Pada dasarnya monarki adalah personalisasi kedaulatan pada penguasa (atau the sovereign). Dalam konteks ini seluruh jabatan strategis ditetapkan penguasa karena status genealogis atau alasan lain, termasuk suksesi kekuasaan secara turun-temurun.

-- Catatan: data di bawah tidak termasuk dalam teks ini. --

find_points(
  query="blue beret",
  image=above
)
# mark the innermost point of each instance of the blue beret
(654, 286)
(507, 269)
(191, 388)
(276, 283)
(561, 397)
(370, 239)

Negari Ngajogjakarta Hadiningrat berwatak demikian meski berstatus daerah swapraja (Zelfbesturende landschaap) dan pengaruhnya dibatasi Gubernur Jenderal Hindia Belanda. Karena diberi tempat oleh Pasal 18 UUD 1945 praamendemen, maka penguasa Negari Ngajogjakarta Hadiningrat bergabung dengan Republik Indonesia pada 5 September 1945 dan memilih status daerah istimewa. Menurut eks penjelasan Pasal 18 UUD 1945, DIY bukanlah staat, apalagi monarki absolut.

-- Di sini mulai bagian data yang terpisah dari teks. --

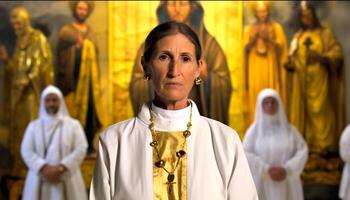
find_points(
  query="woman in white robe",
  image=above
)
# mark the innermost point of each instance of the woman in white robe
(54, 140)
(136, 158)
(344, 191)
(275, 150)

Hal ini semakin terbukti setelah pada awal kemerdekaan Indonesia raja-raja Yogya itu berbagi kuasa dengan lembaga perwakilan lokal (DPRD) dan yudikatif nasional. Mereka sudah bertransformasi dan kehilangan watak monarkisnya sejak menyatu dalam Republik Indonesia. Maka tak tepat melawankan konsep “monarki kultural” di tingkat subnasional dengan republik sebagai sistem politik nasional atau bentuk negara.
Institusi Negari Ngajogjakarta Hadiningrat tidak menggantikan atau jadi institusi pemerintahan lokal di DIY. Relasi integratif tersebut menyelamatkan pemerintahan baru RI. Setelah bendera Belanda berkibar lagi di Jakarta (Oktober 1945) dan ribuan pejuang terbunuh, pemerintahan dipindahkan ke Yogya.

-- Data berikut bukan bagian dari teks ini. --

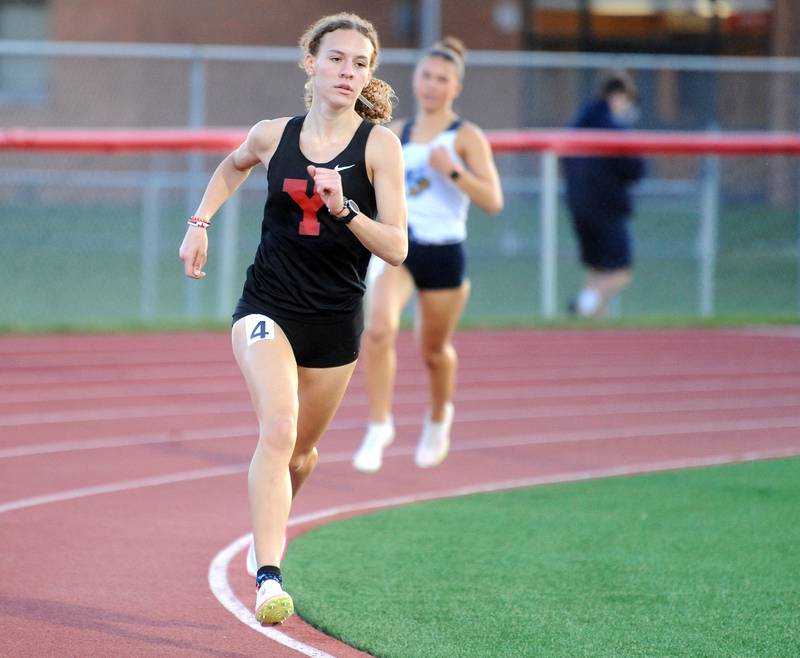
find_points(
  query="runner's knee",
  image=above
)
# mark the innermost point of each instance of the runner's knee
(278, 434)
(436, 356)
(380, 335)
(302, 460)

Negari Ngajogjakarta Hadiningrat jadi ibu kota RI (Januari 1946-Desember 1949) dan ibu kota Negara Bagian “RI Yogya” dalam Republik Indonesia Serikat (Desember 1949-Agustus 1950). Konstitusi RIS 1949 (Pasal 64-65), UUD 1945 di wilayah “RI Yogya” dan UUD Sementara 1950 (Pasal 132) menjamin keberadaan daerah istimewa.
Politik Legislasi
Sejak 1945 politik legislasi juga mengakui keistimewaan Yogya. Pasal 1 UU Nomor 3/1950 menetapkannya sebagai daerah istimewa setingkat provinsi. DIY menangani urusan yang setara dengan daerah lain (Pasal 23-24 UU No 22/1948) dan kewajiban lain yang ditetapkan sebelum UU Nomor 3/1950, serta memikul semua utang-piutang sebelum pembentukannya.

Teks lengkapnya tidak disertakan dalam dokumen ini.